So yeah, today was important. I am hopeful. I am precariously optimistic that things could get better, that fewer families will watch their loved ones die from lack of adequate treatment. I am also tired, and feel like my skin is way too thin, and stretched way too tight, and feel like I have no defenses left, no protection from the emotions this stirs up. Oh, and I hate this disease, I hate how it decimated my family, my son, but also my father and my brother, and all who love and who loved them.

That’s it. That’s all I’ve got tonight. No pithy wisdom, no sage acceptance or quotes about letting go and letting god. Just straight up tired, Maybe tomorrow I’ll be wise.

it’s got nothing to do with a better rat cage

nugget

So a friend posted this, The Likely Cause of Addiction Has Been Discovered, and It Is Not What You Think. 

I read it, a few times, and while it is not completely without merit and makes some valid points, it is an oversimplification of a complex disease, and ultimately draws conclusions and makes generalizations from limited data.

I completely agree that the way we treat addicts, that the ‘war on drugs’ only contributes to the problem.  Criminalization and incarceration simply do not work. I do not agree that simply by making a better rat cage we can prevent or treat drug addiction.

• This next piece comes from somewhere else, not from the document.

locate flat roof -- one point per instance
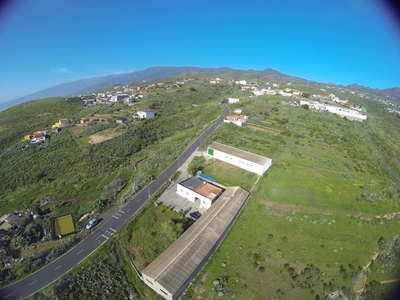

The “Rat Cage” experiment was this. Put a rat in a cage, alone, with two water bottles. One is just water. The other is water laced with heroin or cocaine. Almost every time you run this experiment, the rat will become obsessed with the drugged water, and keep coming back for more and more, until it kills itself. The conclusion was that once exposed to the drug the rat became addicted and then ultimately died from the addiction. There are different versions of this test, another, perhaps more relevant, experiment involved direct stimulation of the rat’s pleasure center in the brain when the rat pressed a bar. Here the rat would neglect  activities such as eating or drinking to press the bar, and ultimately died.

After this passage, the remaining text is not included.